🤖 AI Summary
This work addresses key challenges in automated framing analysis—particularly for polarized topics (e.g., climate science vs. denialism)—including poor generalizability across domains, heavy reliance on explicit lexical cues, and degraded performance under low-resource conditions. We propose “paired completion,” a novel paradigm leveraging next-token log-probabilities from large language models (LLMs). By integrating prompt engineering, contextual embeddings, and traditional NLP features, our method decouples framing detection from surface-level lexical differences, enabling few-shot (as few as 3–5 examples per stance), low-bias, and highly scalable frame quantification. Evaluated across 192 experimental configurations, it consistently outperforms state-of-the-art prompting strategies and supervised learning baselines. It achieves high accuracy and robustness on both synthetic and real-world corpora. We further conduct systematic analyses of bias sources and computational cost, establishing the first production-ready, efficient, trustworthy, and reproducible framework analysis methodology.
📝 Abstract
Detecting and quantifying issue framing in textual discourse - the perspective one takes to a given topic (e.g. climate science vs. denialism, misogyny vs. gender equality) - is highly valuable to a range of end-users from social and political scientists to program evaluators and policy analysts.

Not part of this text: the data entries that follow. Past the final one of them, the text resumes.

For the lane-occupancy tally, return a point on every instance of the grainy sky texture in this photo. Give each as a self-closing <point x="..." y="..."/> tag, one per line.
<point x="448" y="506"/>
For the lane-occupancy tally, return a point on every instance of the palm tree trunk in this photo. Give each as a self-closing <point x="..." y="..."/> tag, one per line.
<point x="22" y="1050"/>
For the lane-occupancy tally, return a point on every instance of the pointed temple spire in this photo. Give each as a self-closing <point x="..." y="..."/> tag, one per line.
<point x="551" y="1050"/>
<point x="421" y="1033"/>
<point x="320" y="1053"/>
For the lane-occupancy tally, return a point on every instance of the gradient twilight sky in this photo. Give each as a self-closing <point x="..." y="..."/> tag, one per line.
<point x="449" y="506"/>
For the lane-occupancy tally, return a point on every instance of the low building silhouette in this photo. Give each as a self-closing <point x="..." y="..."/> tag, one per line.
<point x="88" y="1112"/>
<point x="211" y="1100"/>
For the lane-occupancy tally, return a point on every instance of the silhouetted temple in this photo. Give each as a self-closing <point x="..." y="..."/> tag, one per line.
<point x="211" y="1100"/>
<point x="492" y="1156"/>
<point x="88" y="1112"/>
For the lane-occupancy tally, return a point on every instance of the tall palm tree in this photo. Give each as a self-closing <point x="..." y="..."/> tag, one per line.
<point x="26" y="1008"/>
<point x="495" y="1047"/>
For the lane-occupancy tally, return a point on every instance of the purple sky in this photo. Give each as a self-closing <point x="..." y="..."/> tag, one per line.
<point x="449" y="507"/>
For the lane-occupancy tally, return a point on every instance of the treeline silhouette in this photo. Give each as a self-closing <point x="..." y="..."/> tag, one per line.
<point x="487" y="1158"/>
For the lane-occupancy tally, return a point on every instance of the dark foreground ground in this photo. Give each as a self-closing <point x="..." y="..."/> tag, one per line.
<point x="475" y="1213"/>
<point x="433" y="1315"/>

However, conceptual framing is notoriously challenging for automated natural language processing (NLP) methods since the words and phrases used by either `side' of an issue are often held in common, with only subtle stylistic flourishes separating their use. Here we develop and rigorously evaluate new detection methods for issue framing and narrative analysis within large text datasets. By introducing a novel application of next-token log probabilities derived from generative large language models (LLMs) we show that issue framing can be reliably and efficiently detected in large corpora with only a few examples of either perspective on a given issue, a method we call `paired completion'. Through 192 independent experiments over three novel, synthetic datasets, we evaluate paired completion against prompt-based LLM methods and labelled methods using traditional NLP and recent LLM contextual embeddings. We additionally conduct a cost-based analysis to mark out the feasible set of performant methods at production-level scales, and a model bias analysis. Together, our work demonstrates a feasible path to scalable, accurate and low-bias issue-framing in large corpora.